Missionary gets warm welcome

By John Hall

Texas Baptist Communications

Eastern Europeans love Americans, according to a student summer missionary. But they had no idea what this American stands for until they met him.

Still grateful for the aid provided in past wars, Eastern Europeans celebrate everything American, including July 4.

They waited on Wade Ashby, a Baptist General Convention of Texas student summer missionary, “hand and foot,” even fighting to make his bed. They offered him women “left and right,” he said.

Ashby and his missionary teammate witnessed to the people by correcting their misguided ideas about what the Texan was like. He discovered a schedule was difficult to keep because he felt God calling him to share his faith with people he encountered. Sometimes he spent hours explaining a Bible passage to a Muslim.

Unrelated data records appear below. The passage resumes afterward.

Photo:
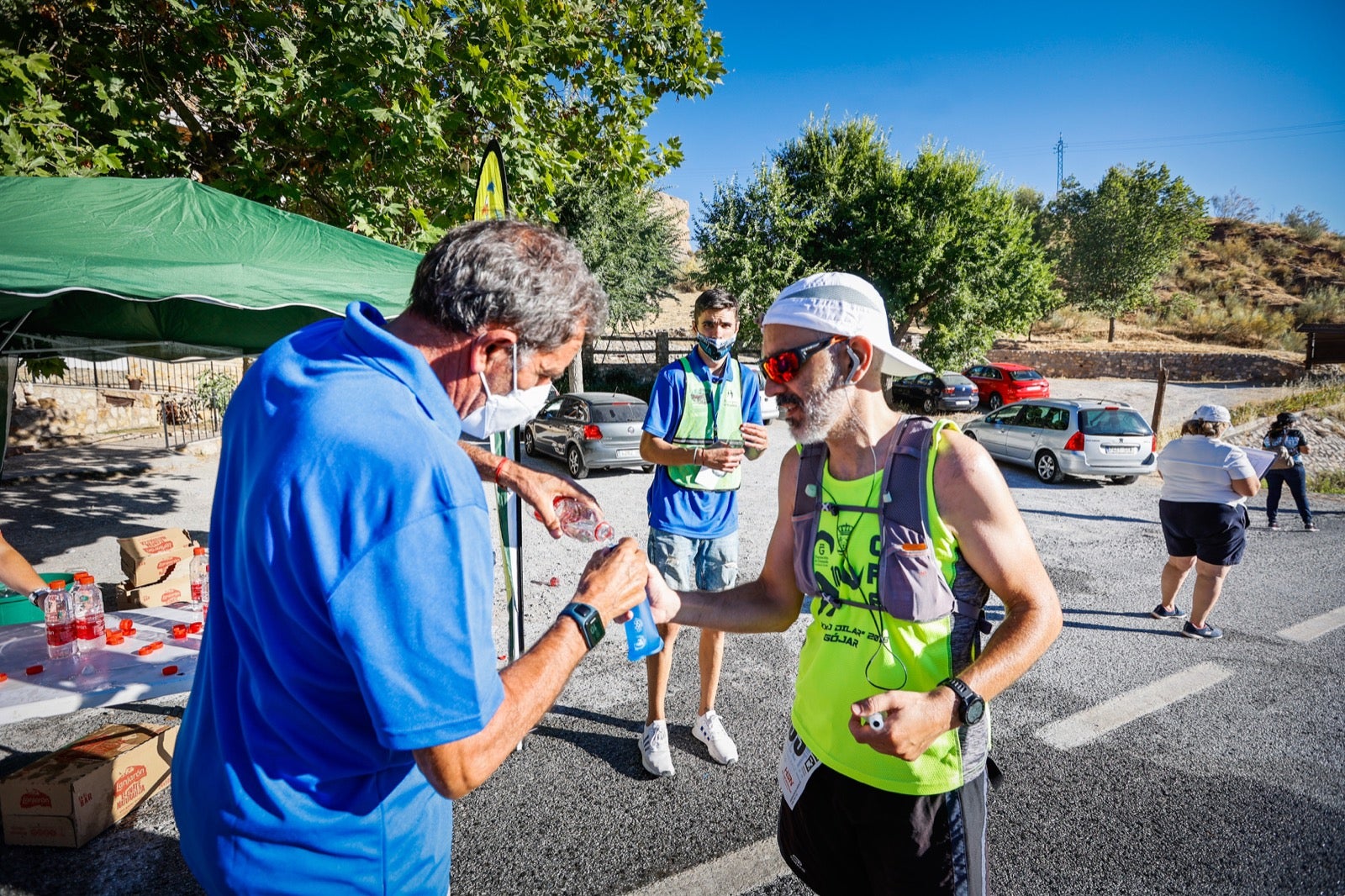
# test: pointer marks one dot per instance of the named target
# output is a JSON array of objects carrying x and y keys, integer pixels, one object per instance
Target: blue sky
[{"x": 1228, "y": 94}]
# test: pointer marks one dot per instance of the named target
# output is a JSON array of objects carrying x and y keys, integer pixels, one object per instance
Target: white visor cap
[{"x": 847, "y": 306}]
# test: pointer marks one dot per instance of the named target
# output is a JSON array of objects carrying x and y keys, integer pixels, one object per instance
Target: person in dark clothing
[{"x": 1291, "y": 445}]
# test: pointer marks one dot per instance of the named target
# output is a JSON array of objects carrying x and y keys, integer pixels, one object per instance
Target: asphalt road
[{"x": 1136, "y": 761}]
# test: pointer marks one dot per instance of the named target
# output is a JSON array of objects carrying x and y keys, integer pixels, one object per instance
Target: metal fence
[{"x": 188, "y": 396}]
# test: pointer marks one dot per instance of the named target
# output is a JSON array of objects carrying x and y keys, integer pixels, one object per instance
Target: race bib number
[{"x": 797, "y": 767}]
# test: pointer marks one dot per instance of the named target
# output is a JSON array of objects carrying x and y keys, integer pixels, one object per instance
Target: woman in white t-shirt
[{"x": 1207, "y": 483}]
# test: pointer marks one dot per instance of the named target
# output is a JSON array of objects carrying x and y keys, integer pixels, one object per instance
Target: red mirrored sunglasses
[{"x": 783, "y": 366}]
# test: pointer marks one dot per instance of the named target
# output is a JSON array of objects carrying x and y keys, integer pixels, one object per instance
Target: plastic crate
[{"x": 15, "y": 607}]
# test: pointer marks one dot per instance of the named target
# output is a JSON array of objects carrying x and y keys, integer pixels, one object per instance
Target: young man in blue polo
[{"x": 704, "y": 419}]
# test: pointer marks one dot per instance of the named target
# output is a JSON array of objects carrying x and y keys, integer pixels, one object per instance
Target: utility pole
[{"x": 1060, "y": 161}]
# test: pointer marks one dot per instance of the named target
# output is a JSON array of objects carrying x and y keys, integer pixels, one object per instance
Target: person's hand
[
  {"x": 753, "y": 437},
  {"x": 721, "y": 458},
  {"x": 915, "y": 720},
  {"x": 663, "y": 600},
  {"x": 541, "y": 490},
  {"x": 614, "y": 580}
]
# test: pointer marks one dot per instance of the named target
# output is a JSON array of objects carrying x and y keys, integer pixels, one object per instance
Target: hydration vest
[
  {"x": 911, "y": 580},
  {"x": 701, "y": 427}
]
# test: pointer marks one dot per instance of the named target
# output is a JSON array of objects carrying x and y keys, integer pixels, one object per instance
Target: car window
[
  {"x": 1035, "y": 416},
  {"x": 620, "y": 412},
  {"x": 1113, "y": 421}
]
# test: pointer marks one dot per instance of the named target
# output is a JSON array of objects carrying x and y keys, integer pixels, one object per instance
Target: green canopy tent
[{"x": 174, "y": 261}]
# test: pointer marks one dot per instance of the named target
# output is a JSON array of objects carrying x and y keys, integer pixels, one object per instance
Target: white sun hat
[{"x": 847, "y": 306}]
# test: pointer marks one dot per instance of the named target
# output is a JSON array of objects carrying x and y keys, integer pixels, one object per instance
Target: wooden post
[{"x": 1158, "y": 398}]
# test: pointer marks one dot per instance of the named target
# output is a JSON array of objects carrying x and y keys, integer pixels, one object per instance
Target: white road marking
[
  {"x": 1089, "y": 724},
  {"x": 740, "y": 872},
  {"x": 1315, "y": 627}
]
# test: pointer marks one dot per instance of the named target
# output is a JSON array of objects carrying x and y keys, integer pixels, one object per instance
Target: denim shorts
[
  {"x": 696, "y": 564},
  {"x": 1210, "y": 532}
]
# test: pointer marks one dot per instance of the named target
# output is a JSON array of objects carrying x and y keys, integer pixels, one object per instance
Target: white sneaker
[
  {"x": 654, "y": 750},
  {"x": 709, "y": 730}
]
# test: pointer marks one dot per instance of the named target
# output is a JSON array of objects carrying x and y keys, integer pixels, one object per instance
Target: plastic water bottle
[
  {"x": 583, "y": 522},
  {"x": 199, "y": 571},
  {"x": 91, "y": 623},
  {"x": 60, "y": 611}
]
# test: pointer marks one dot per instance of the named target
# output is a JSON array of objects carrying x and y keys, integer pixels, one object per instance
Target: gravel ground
[{"x": 73, "y": 521}]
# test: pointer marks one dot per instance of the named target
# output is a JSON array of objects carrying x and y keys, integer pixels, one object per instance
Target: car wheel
[
  {"x": 1048, "y": 468},
  {"x": 575, "y": 461}
]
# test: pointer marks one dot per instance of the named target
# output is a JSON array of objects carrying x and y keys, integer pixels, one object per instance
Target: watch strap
[{"x": 588, "y": 619}]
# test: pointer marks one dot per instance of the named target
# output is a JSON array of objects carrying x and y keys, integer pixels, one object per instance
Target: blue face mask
[{"x": 715, "y": 349}]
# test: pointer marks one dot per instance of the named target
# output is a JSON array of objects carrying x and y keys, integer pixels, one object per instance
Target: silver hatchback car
[
  {"x": 589, "y": 430},
  {"x": 1062, "y": 437}
]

“A lot of times, they would have preconceived notions from what they saw in movies,” Ashby explained. “We would have to explain we're not like that.”

Helping people understand his beliefs was one way Ashby built relationships as he taught English and computer science classes. Eastern Europeans asked a lot of questions about his faith, and he quickly learned he could not testify without God's presence.

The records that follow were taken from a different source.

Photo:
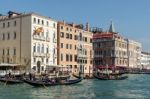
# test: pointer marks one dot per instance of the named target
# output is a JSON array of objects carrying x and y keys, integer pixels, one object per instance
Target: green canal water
[{"x": 135, "y": 87}]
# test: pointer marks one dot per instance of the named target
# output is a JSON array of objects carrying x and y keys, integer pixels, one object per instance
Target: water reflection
[{"x": 135, "y": 87}]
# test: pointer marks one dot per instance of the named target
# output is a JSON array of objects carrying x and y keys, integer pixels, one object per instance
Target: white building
[
  {"x": 28, "y": 39},
  {"x": 145, "y": 60}
]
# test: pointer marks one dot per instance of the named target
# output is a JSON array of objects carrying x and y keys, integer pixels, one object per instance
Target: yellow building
[
  {"x": 28, "y": 39},
  {"x": 74, "y": 45}
]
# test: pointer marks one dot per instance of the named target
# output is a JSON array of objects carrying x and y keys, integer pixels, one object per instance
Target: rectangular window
[
  {"x": 54, "y": 25},
  {"x": 34, "y": 59},
  {"x": 3, "y": 51},
  {"x": 66, "y": 46},
  {"x": 3, "y": 25},
  {"x": 47, "y": 60},
  {"x": 14, "y": 51},
  {"x": 75, "y": 58},
  {"x": 67, "y": 57},
  {"x": 61, "y": 27},
  {"x": 38, "y": 21},
  {"x": 34, "y": 20},
  {"x": 8, "y": 36},
  {"x": 85, "y": 39},
  {"x": 47, "y": 23},
  {"x": 15, "y": 23},
  {"x": 62, "y": 34},
  {"x": 8, "y": 24},
  {"x": 70, "y": 46},
  {"x": 7, "y": 51},
  {"x": 61, "y": 45},
  {"x": 47, "y": 50},
  {"x": 71, "y": 58},
  {"x": 75, "y": 37},
  {"x": 42, "y": 59},
  {"x": 75, "y": 47},
  {"x": 3, "y": 36},
  {"x": 8, "y": 60},
  {"x": 14, "y": 35},
  {"x": 67, "y": 35},
  {"x": 42, "y": 22},
  {"x": 70, "y": 36},
  {"x": 90, "y": 40},
  {"x": 61, "y": 57},
  {"x": 34, "y": 48}
]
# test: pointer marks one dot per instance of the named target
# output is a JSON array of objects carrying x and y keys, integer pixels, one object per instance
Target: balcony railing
[
  {"x": 37, "y": 37},
  {"x": 54, "y": 40},
  {"x": 39, "y": 54}
]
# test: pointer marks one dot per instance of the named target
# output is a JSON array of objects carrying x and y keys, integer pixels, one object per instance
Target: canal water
[{"x": 135, "y": 87}]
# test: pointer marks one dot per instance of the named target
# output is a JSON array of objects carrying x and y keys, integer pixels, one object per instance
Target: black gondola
[
  {"x": 11, "y": 80},
  {"x": 110, "y": 77},
  {"x": 38, "y": 83}
]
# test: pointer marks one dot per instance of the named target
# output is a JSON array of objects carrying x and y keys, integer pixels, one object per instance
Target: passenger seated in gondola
[
  {"x": 53, "y": 81},
  {"x": 30, "y": 76},
  {"x": 9, "y": 75}
]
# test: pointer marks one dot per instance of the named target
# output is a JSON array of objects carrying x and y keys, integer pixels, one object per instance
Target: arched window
[
  {"x": 38, "y": 48},
  {"x": 47, "y": 33},
  {"x": 42, "y": 48},
  {"x": 80, "y": 36},
  {"x": 34, "y": 48},
  {"x": 47, "y": 49}
]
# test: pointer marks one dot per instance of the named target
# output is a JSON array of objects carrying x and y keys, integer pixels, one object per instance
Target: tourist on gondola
[{"x": 30, "y": 76}]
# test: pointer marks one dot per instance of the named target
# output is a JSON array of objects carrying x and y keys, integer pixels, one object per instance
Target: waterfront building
[
  {"x": 74, "y": 46},
  {"x": 134, "y": 53},
  {"x": 28, "y": 39},
  {"x": 145, "y": 60},
  {"x": 110, "y": 49}
]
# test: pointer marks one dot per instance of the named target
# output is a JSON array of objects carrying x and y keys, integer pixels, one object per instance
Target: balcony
[
  {"x": 81, "y": 56},
  {"x": 55, "y": 55},
  {"x": 39, "y": 54},
  {"x": 37, "y": 37},
  {"x": 47, "y": 39},
  {"x": 54, "y": 40},
  {"x": 98, "y": 56},
  {"x": 47, "y": 55}
]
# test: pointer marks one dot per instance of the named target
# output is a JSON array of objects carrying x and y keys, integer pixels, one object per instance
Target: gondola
[
  {"x": 112, "y": 77},
  {"x": 11, "y": 80},
  {"x": 38, "y": 83}
]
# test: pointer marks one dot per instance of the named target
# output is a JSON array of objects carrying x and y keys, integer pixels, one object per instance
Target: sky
[{"x": 130, "y": 17}]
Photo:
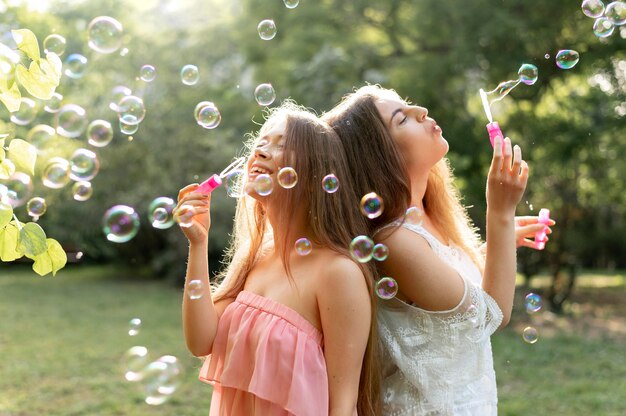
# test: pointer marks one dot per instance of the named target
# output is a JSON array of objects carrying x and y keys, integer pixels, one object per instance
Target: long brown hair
[
  {"x": 314, "y": 150},
  {"x": 379, "y": 167}
]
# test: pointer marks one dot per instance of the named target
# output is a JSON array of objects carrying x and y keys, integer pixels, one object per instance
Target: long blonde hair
[
  {"x": 313, "y": 149},
  {"x": 379, "y": 166}
]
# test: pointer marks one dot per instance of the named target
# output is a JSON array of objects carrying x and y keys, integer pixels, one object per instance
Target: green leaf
[
  {"x": 11, "y": 98},
  {"x": 9, "y": 236},
  {"x": 32, "y": 240},
  {"x": 23, "y": 155},
  {"x": 51, "y": 66},
  {"x": 26, "y": 42},
  {"x": 42, "y": 264},
  {"x": 6, "y": 213},
  {"x": 7, "y": 168},
  {"x": 35, "y": 81},
  {"x": 57, "y": 255},
  {"x": 50, "y": 261}
]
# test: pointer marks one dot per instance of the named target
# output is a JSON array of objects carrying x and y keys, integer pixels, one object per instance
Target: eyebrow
[{"x": 396, "y": 111}]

“You come to the realization you know things by faith,” said Ashby, a senior business major at Angelo State University. “I can't tell (the gospel) without God. Through a language barring you, you can't share Christ unless the Holy Spirit moves.”

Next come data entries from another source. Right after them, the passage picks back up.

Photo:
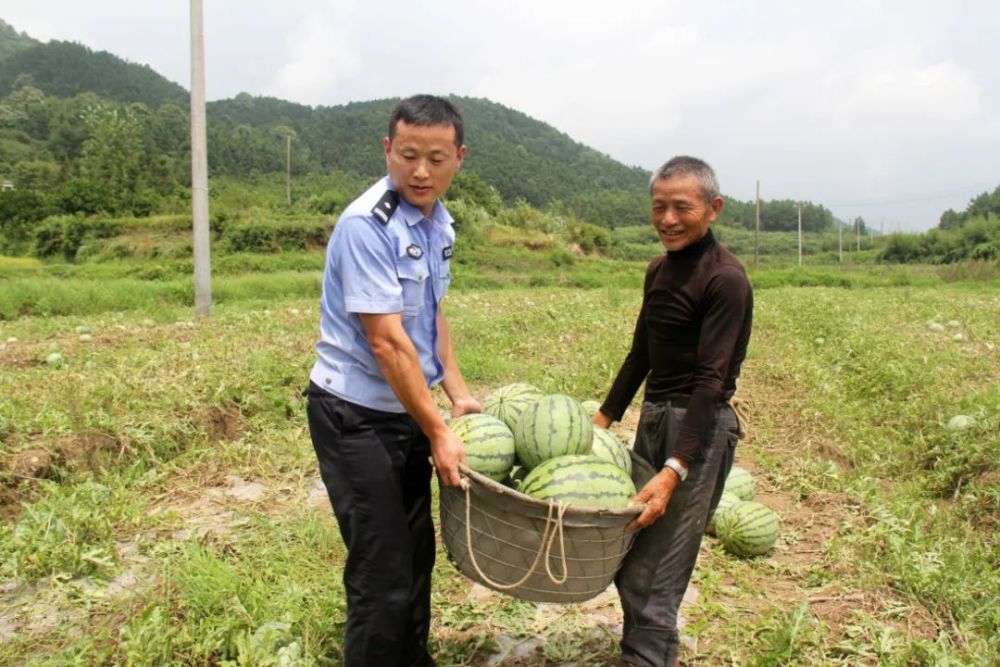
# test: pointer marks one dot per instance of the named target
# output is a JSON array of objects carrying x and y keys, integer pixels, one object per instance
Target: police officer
[{"x": 384, "y": 342}]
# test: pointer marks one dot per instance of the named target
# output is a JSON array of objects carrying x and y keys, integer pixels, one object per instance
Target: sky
[{"x": 885, "y": 110}]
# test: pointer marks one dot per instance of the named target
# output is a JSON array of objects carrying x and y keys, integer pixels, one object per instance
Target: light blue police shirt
[{"x": 400, "y": 265}]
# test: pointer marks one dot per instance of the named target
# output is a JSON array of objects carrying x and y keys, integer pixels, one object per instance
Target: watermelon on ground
[
  {"x": 725, "y": 502},
  {"x": 607, "y": 446},
  {"x": 509, "y": 401},
  {"x": 554, "y": 425},
  {"x": 748, "y": 529},
  {"x": 740, "y": 483},
  {"x": 489, "y": 444},
  {"x": 581, "y": 481}
]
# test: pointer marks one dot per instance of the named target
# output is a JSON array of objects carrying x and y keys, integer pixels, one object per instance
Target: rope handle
[{"x": 545, "y": 544}]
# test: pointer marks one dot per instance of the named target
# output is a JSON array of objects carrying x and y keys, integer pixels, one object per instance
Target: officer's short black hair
[
  {"x": 685, "y": 165},
  {"x": 427, "y": 110}
]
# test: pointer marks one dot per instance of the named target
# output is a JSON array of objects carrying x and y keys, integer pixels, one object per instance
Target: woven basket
[{"x": 530, "y": 549}]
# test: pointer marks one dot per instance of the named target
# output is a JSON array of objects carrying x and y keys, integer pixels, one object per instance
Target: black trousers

Although Ashby did not see any professions of faith in Christ from his efforts, he trusts God will work through his International Mission Board supervisor to lead people to Christianity. Several of the people Ashby met will help propagate the gospel, he believes.

“There were a lot of good relationships built,” Ashby said. “There were a lot of people in the computer science classes the IMB people wouldn't have met who will be great translators.”

The student also was encouraged when he saw a European Christian lead a fellow countryman to Christ at a café. He said he is considering a return mission trip to the area after he graduates in December and is hopeful a wave of indigenous reproducing small churches and cell groups will spread across the region.

“God has already been there,” Ashby insisted. “He's already working. He was minister before I got there, and he's still there now.”